A decade ago, a shotgun-wielding assailant terrorized two Northwest Washington neighborhoods with a series of attacks. The attacker, dubbed the shotgun stalker by police and residents, shot at 14 people in Columbia Heights and Mount Pleasant.
Once they concluded that a serial shooter was on the loose, D.C. police saturated the affected neighborhoods with round-the-clock foot and car patrols. But their presence did not stop the attacks.
Police who investigated that case say it is virtually impossible to catch a serial shooter in the act. “Prevention is something you have to do, but it’s not how you stop it. Apprehension is how you stop it,” said J.T. McCann, a former D.C. homicide detective and supervisor who now works as a private investigator. “There are thousands of people on the street. There are thousands of street corners.”

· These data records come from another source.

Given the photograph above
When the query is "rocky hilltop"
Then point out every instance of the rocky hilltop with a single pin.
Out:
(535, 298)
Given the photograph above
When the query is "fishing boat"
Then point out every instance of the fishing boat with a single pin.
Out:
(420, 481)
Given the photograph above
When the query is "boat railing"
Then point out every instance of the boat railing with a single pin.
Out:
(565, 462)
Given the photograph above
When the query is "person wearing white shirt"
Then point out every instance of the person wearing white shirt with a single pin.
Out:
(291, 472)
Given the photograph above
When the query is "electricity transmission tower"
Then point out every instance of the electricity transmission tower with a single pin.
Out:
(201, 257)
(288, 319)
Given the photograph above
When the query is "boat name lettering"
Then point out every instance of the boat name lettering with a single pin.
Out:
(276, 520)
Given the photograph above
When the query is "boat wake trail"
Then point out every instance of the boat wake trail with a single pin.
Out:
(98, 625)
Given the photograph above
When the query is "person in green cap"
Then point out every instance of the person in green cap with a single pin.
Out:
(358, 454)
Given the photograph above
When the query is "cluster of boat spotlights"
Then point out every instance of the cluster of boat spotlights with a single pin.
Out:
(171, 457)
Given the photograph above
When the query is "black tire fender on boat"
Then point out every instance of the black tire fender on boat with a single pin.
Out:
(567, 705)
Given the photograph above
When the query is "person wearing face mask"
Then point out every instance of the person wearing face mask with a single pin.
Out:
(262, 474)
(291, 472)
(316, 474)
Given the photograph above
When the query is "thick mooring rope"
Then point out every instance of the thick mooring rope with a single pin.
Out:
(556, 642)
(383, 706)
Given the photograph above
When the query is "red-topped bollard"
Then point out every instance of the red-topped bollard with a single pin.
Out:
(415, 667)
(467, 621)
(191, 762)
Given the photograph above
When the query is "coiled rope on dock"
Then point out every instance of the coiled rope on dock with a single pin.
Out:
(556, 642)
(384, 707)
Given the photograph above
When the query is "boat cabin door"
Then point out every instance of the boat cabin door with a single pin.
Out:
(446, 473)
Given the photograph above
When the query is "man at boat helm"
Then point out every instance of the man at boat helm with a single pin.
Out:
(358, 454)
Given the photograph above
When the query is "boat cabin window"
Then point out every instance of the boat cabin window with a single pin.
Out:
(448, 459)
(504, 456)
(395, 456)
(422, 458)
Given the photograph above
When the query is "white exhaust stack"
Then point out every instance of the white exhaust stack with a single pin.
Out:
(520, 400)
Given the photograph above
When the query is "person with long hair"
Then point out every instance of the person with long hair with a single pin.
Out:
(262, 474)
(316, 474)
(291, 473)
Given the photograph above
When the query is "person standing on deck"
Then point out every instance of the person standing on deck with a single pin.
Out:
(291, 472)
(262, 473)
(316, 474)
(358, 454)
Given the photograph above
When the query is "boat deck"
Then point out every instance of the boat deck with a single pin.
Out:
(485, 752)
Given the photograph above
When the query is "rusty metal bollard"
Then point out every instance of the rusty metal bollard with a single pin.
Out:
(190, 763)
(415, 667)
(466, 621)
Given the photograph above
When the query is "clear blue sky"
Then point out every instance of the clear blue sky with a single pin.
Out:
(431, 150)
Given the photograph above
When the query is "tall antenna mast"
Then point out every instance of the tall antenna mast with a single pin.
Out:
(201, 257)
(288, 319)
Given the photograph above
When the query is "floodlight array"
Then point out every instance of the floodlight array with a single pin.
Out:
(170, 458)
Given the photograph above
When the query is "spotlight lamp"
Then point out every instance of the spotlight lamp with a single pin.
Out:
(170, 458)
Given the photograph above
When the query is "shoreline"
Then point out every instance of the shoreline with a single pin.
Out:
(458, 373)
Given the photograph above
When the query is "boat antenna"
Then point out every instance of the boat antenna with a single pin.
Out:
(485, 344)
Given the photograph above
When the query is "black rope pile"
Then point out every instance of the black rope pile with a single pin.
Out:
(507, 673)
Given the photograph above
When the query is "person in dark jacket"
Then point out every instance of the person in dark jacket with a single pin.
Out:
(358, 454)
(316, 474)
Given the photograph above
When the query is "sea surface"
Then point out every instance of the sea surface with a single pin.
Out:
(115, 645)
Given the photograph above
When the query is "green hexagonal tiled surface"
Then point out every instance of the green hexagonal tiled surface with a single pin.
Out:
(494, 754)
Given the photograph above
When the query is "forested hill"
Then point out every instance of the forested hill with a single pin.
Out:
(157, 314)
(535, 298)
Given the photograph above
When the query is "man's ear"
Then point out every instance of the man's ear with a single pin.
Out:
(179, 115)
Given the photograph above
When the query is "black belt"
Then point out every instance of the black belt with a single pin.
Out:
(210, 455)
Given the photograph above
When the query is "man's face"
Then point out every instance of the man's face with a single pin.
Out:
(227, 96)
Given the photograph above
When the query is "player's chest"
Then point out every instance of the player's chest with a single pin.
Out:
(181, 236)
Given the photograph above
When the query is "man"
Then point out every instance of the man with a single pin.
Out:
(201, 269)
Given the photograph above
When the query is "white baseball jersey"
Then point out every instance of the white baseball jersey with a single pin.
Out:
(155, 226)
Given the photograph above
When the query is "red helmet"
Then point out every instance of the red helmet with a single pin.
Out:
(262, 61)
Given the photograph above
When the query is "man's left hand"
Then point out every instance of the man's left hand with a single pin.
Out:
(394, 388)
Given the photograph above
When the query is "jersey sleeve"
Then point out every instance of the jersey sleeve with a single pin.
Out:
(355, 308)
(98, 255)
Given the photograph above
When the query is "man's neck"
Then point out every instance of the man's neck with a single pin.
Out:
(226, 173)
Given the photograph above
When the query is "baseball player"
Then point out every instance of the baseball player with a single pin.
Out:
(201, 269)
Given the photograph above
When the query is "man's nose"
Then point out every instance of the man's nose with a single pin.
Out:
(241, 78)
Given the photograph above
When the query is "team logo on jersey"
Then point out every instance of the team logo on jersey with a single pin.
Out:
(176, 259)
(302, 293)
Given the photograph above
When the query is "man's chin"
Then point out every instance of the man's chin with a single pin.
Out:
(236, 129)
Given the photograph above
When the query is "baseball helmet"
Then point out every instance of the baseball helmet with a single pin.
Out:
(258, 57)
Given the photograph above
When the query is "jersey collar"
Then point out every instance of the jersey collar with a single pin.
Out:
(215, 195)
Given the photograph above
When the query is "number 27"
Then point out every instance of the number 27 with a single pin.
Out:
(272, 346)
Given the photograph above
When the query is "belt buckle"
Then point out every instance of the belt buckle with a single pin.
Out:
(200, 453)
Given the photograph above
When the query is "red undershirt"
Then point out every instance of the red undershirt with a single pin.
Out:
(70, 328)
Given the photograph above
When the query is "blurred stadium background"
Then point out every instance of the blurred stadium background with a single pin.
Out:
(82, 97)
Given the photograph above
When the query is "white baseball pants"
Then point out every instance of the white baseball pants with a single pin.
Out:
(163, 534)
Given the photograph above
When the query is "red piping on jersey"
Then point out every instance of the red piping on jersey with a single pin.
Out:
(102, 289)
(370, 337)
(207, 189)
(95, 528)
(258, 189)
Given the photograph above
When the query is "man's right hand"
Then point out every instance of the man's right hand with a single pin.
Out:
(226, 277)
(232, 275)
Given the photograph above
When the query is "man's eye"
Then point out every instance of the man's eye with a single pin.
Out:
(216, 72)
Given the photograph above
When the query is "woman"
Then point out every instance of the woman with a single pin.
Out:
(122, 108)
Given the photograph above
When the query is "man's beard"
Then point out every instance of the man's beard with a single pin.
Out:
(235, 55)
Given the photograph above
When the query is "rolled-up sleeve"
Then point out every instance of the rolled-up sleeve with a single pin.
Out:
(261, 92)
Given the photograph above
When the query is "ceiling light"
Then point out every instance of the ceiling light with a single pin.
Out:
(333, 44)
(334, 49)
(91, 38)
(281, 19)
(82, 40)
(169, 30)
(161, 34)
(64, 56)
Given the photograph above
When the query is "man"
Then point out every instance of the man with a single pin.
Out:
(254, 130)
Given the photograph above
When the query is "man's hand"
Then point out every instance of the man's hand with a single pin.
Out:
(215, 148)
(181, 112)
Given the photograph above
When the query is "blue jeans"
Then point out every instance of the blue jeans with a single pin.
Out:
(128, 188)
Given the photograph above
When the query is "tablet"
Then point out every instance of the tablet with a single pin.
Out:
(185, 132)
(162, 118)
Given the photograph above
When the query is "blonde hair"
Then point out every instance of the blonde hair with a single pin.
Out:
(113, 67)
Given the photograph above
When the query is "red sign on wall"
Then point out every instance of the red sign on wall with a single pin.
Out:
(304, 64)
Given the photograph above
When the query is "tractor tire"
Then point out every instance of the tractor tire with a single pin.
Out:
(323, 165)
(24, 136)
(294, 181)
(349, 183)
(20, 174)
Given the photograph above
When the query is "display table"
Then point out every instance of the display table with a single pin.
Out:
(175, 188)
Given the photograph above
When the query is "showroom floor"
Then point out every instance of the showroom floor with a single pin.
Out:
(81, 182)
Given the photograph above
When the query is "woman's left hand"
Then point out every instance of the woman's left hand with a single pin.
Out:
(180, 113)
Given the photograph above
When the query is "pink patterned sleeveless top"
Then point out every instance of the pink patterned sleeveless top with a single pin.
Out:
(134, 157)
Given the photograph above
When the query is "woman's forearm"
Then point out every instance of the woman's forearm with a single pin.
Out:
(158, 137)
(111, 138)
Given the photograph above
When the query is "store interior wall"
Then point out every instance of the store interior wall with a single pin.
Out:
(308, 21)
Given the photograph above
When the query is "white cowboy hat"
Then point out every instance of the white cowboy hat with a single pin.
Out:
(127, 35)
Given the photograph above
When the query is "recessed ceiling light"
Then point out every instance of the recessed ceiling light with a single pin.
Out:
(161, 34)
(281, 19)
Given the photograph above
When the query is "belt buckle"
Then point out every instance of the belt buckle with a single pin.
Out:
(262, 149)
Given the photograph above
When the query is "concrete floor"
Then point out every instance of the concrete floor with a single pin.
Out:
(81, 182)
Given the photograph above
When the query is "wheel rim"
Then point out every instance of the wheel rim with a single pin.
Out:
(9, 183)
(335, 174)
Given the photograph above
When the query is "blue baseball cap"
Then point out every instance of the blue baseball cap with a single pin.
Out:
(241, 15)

McCann said they tried to cast as wide a net as possible when searching for the shotgun stalker, researching sales of shotguns and ammunition, running down leads of vehicles that fit one witness’s description and searching for connections among the victims or locations that might show why they were targeted.
The assailant was caught after he changed his pattern: Instead of shooting at night, he got brazen and fired during the day, allowing a witness to get a partial license plate number. The gunman’s car eventually was spotted by an off-duty officer who saw it going through red lights.